Anselm Kiefer: This is something that I was always interested in because it says something about the state of the world. It’s a bird. It’s so imperfect. Life is so badly constructed—we have wars since the beginning, and it will not end. And there is theodicy [the religious and philosophical argument about the existence of evil and an omnipotent god], literally the justification of God, which proves that the world is good because God is good. God is good, but the world is not good. Gottfried Leibnitz [the 17th-century German philosopher] once said that the [real] world is the best of all [imagined] worlds but when the earthquake happened in Lisbon [in 1755], he changed his philosophy. The Christian religion says God is the best you can imagine; he knows all, he decides all. There’s a big contradiction in this.
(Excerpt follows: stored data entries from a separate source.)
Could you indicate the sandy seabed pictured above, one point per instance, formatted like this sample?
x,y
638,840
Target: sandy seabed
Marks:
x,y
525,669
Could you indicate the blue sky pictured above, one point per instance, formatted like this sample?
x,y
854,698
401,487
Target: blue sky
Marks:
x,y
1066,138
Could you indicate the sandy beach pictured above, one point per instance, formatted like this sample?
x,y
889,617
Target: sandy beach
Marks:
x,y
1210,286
Are you concerned about the state of the world and humanity?
At the moment, I’m more concerned than before because the world has become more complex. We had, in the 1970s and 1980s, two worlds—the West and the East. Then it seemed to be easier. It was clear. Before, the border was clear. But even then, it was life-threatening. I know about three situations where the nuclear atomic bomb exploded, not in a war, but by mistake.
The idea of the fallen angel, the rebellious angel plummeting into the abyss, continues in the painting Lucifer (2022-23), which will go on show in room one of the exhibition.
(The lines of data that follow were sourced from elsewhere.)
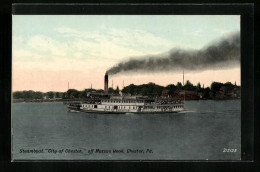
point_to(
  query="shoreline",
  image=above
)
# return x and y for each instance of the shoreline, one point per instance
(66, 100)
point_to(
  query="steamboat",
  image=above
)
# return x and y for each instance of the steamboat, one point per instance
(106, 103)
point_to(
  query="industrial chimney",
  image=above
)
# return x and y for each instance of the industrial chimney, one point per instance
(106, 84)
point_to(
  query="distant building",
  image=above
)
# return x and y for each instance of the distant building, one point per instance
(189, 95)
(165, 93)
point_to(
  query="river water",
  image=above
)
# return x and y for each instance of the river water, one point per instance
(47, 131)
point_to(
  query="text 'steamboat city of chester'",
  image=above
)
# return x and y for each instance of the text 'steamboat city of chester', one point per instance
(106, 103)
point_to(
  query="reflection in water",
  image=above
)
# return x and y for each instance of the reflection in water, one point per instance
(201, 132)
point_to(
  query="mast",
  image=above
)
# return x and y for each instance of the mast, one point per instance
(183, 86)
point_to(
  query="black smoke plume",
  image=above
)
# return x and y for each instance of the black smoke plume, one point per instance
(221, 54)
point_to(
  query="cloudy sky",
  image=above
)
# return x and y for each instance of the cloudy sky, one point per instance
(50, 51)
Yes, Lucifer is the other partner of God who works against God and is at the end defeated by Saint Michael. Then, later in the show, there are the Irradiated Paintings [1983-2023], which are destroyed by me through [the process of] irradiation.
These paintings, some of which have been created by submerging the pieces in baths of electrolysis, have been a key part of your practice for decades. More than 60 of them will fill the walls and ceiling of one of the largest rooms in Palazzo Strozzi.
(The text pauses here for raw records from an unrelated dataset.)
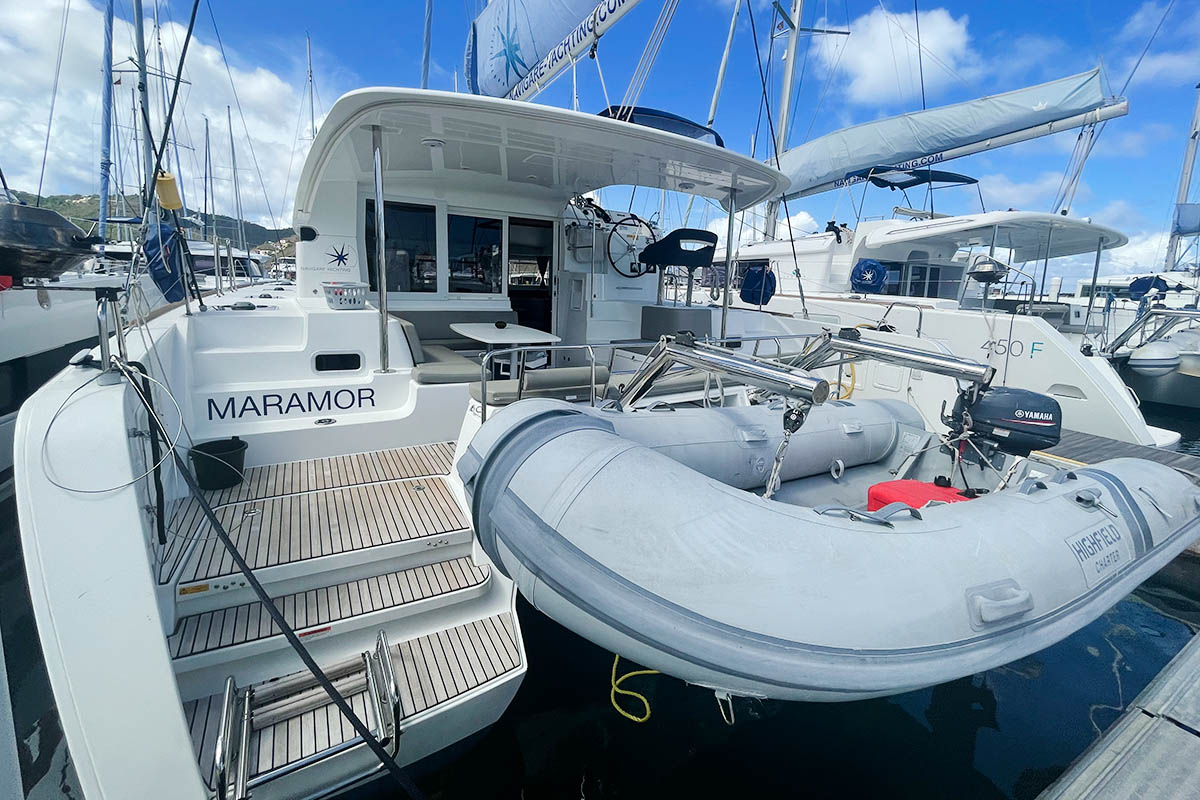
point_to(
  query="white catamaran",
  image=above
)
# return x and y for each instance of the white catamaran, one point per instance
(321, 603)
Yes, they are a reflection of the world, as opposites of good and bad. They are destroyed by me, because I cannot make a chef-d’oeuvre [a masterpiece].
You mean you think that you’ve never created a masterpiece?
No. I try all the time, but I can’t, my talent is not enough. I never think a painting can be finished. It’s never finished, in my case. I have so many paintings. If you come to [the studio in] Paris, you would see all the long row of containers housing works from the late 1960s until now.
You will be displaying the Heroic Symbols photographs (1969) in the Florence exhibition, which show you replicating the Sieg Heil salute with your arm raised, reflecting how you confront German history. I am fascinated why you think it is important to put the photographs back on public display.
If I have to give a biography of my work, it starts here. It’s more an example of my working [practice]. I wouldn’t do it [now] because when I did this, it was at the end of 1960s; then nobody in Germany spoke about [the war], you know? But now you can see every day on the television in Germany something about this time. So nobody can say they are involved anymore; they’re all involved now.